The team suggests several scenarios that could have nudged WD 1856 b onto an elliptical path around the white dwarf. This trajectory would have become more circular over time as the star's gravity stretched the object, creating enormous tides that dissipated its orbital energy.

"The most likely case involves several other Jupiter-size bodies close to WD 1856 b's original orbit," said co-author Juliette Becker, a 51 Pegasi b fellow in planetary science at Caltech. "The gravitational influence of objects that big could easily allow for the instability you'd need to knock a planet inward. But at this point, we still have more theories than data points."

Other possible scenarios involve the gradual gravitational tug of the two other stars in the system, red dwarfs G229-20 A and B, over billions of years and a flyby from a rogue star perturbing the system. Vanderburg's team thinks these and other explanations are less likely because they require finely tuned conditions to achieve the same effects as the potential giant companion planets.

Jupiter-size objects can occupy a huge range of masses, however, from planets only a few times the mass of Earth to low-mass stars thousands of times Earth's mass. Others are brown dwarfs, which straddle the line between planet and star. Usually scientists turn to radial velocity observations to measure an object's mass, which can hint at its composition and nature. This method works by studying how an orbiting object tugs on its star and alters the color of its light. But in this case, the white dwarf is so old that its light has become both too faint and too featureless for scientists to detect noticeable changes.

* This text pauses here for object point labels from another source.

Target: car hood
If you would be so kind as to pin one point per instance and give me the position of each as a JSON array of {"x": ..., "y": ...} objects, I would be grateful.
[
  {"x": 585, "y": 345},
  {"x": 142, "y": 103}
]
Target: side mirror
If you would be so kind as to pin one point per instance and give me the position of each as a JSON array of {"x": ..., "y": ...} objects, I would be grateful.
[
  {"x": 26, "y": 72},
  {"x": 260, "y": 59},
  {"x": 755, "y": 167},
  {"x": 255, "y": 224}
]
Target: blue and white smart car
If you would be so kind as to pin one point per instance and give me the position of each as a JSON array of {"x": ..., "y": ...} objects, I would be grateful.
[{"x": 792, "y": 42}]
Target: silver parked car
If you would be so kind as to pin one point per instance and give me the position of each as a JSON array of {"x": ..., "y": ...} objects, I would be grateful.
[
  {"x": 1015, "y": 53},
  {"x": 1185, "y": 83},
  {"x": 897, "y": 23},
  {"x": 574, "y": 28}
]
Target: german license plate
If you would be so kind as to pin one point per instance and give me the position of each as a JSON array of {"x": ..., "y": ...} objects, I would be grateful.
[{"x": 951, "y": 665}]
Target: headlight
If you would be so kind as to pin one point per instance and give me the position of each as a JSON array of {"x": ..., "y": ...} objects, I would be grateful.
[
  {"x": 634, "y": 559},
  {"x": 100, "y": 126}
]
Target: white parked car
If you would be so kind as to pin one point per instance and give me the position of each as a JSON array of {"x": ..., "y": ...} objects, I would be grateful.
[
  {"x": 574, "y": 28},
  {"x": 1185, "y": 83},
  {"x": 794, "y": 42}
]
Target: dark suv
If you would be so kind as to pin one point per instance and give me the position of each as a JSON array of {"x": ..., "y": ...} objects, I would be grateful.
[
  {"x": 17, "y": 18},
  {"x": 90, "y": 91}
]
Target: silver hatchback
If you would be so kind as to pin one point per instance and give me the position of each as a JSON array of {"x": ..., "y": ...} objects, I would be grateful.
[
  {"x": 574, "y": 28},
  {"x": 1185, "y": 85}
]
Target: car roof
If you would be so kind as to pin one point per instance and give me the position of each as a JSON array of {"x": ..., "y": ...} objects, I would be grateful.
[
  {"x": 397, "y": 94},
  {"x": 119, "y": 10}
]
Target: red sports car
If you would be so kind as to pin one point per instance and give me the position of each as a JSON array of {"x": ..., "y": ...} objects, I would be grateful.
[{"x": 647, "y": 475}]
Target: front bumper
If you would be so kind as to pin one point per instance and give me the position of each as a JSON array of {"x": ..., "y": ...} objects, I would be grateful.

Instead, the team observed the system in the infrared using Spitzer, just a few months before the telescope was decommissioned. If WD 1856 b were a brown dwarf or low-mass star, it would emit its own infrared glow. This means Spitzer would record a brighter transit than it would if the object were a planet, which would block rather than emit light. When the researchers compared the Spitzer data with visible light transit observations taken with the Gran Telescopio Canarias in Spain's Canary Islands, they saw no discernable difference. That, combined with the age of the star and other information about the system, led them to conclude that WD 1856 b is most likely a planet no more than 14 times Jupiter's size. Future research and observations may be able to confirm this conclusion.